Verloskundige Lynn Jongeneel: ‘Nu ging het ook over wat er goed gaat’
“Het was hartstikke leuk! Je leert elkaar beter kennen en inhoudelijk leer je hoe anderen iets doen. De begeleiding was goed. Je moet ook wel een goede voorzitter hebben, anders wordt het met een groep van vijftien mensen natuurlijk een kippenhok. Normaal gesproken praat je in een multidisciplinaire groep over wat er is misgegaan. Bij een debriefing na een heftige casus bijvoorbeeld of bij een audit als een casus slecht afloopt. Nu ging het ook over wat er goed gaat. En met een cliënt erbij. Als zorgverlener ben je meestal één op één met een cliënt, nu was de cliënt de groep aan het observeren. En ze durfde zich uit te spreken. Toekomstige groepen zou ik adviseren afspraken te maken over de opkomst. Die was bij ons wisselend. Als je zes bijeenkomsten plant dan kun je bijvoorbeeld zeggen dat iedereen minstens vier keer deelneemt.”Cliënt Anna Ligthart: ‘De zorgverleners luisterden echt’

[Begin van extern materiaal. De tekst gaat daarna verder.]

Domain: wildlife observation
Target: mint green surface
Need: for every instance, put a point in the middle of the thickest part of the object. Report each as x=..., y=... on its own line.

“Ik voelde me heel welkom bij de gesprekken en ik werd echt aangemoedigd om te vertellen wat ik vond. We hebben bijvoorbeeld een casus besproken over een niet vorderende ontsluiting en die paste bij wat ikzelf heb meegemaakt. Ik vertelde vanuit mijn eigen ervaring, maar ik wist ook dat ik niet de enige kon zijn die het zo had ervaren. Als individuele cliënt kun je zo ook een brede boodschap brengen. De zorgverleners luisterden echt. Ze waren niet bezig om verantwoording aan mij af te leggen over hoe zij hun werk doen. Ik denk dat het goed is om als cliënt het geluid te laten horen dat een bevalling iets cruciaals in je leven is dat je maar een paar keer meemaakt. Verder heb ik duidelijk proberen te maken dat ook vrouwen die zich grondig hebben voorbereid zo overweldigd kunnen raken dat ze meer hulp of uitleg nodig hebben dan zorgverleners misschien denken.”